Goran Paskaljevic

Goran Paskaljevic

Goran Paskaljevic (born 22.04.1947, Belgrade, Serbia)
His father had founded the Belgrade Cinematheque, so the young film enthusiast was educated by the films he saw from film masters from Europe, the US and Asia. When he reached the age of 20, he studied cinema at FAMU (Film and TV School of the Academy of Performing Arts), the celebrated film academy in Prague, during the brief, heady period “summer of liberalization”. He returned to his native Yugoslavia in 1973, following the Soviet occupation of Czechoslovakia, to begin a celebrated career by making short films and documentaries for television. His debut feature, Beach Guard In Winter (1976), won him a Special Jury Prize at the Berlin IFF and international acclaim as a new talent on the Eastern European film scene. His films of the next decade were narrative stories driven by restless, all-too-human characters, who attempt to ward off bad luck and the vagaries of fate. His work has been praised by international critics for its ability to find the extraordinary in the reality of everyday life. In 1992, his film Tango Argentino, was an international hit, winning Audience Award prizes at a number of major film festivals. In 1998, his film The Power Keg, also known as Cabaret Balkan, was a definitive work about the mix of melancholy and hopefulness of the new European order following the collapse of the Russian Iron Curtain. It won several festival awards and was one of his few films to receive theatrical distribution in the US. Although the politics in his films, and his opposition to Yugoslav strongman Slobodan Milosevic, were always hidden between the lines, the director felt that his life and the livelihood of his family were in danger, which prompted him to settle in Paris in 1994. As a filmmaker in exile, Paskaljevic made How Harry Became A Tree (2001) in Ireland, a dark fable based on a Japanese short story, starring Cillian Murphy and Colm Meaney (who won an “Irish Oscar” for his performance). His two most recent features deal with the aftermath of the military conflict in the region: Midwinter’s Night Dream (2004) tells the tale of a Serbian soldier who returns to his apartment after incarceration for desertion, only to find it occupied by a woman and her daughter. The film won several awards at the San Sebastian IFF. His latest effort The Optimists (2006), a five-episode dark comedy inspired by life in post-Milosevic Serbia, won top awards at some of Europe’s prestigious festivals.

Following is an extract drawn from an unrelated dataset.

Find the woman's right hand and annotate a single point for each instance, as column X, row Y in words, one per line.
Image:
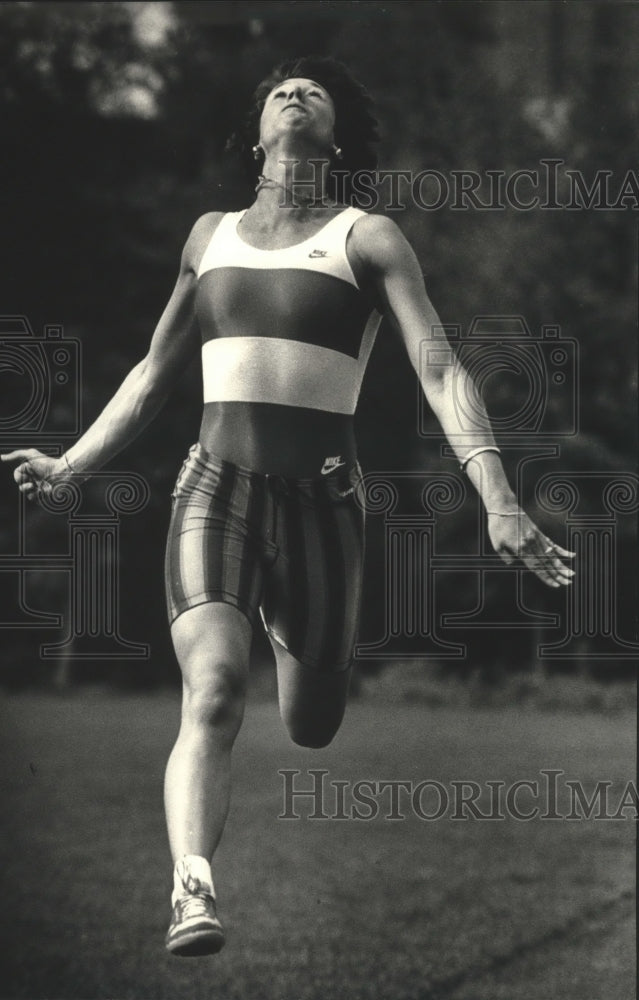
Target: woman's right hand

Pan Hrstka (1969), A Few Words About Love (Nekolik slov o lásce, 1970), Children (Deca, 1973), Burden (Teret, 1974), Kapetan Janko (1974), Iz pobede u pobedu (1975), Beach Guard in Winter (Cuvar plaze u zimskom periodu, 1976), The Dog Who Loved Trains (Pas koji je voleo vozove, 1977), The Days on Earth Are Flowing (Zemaljski dani teku, 1979), 'Sipad' (1979), Special Treatment (Poseban tretman, 1980), Twilight Time (1982), The Elusive Summer of '68 (Varljivo leto '68, 1984), Guardian Angel (Andjeo cuvar, 1987), Vreme cuda (1989), Tango argentino (1992), Someone Else's America (Tudja Amerika, 1995), The Powder Keg (Bure baruta, 1998), How Harry Became a Tree (2001), Midwinter Night's Dream (San zimske noci, 2004), The Optimists (Optimisti, 2006).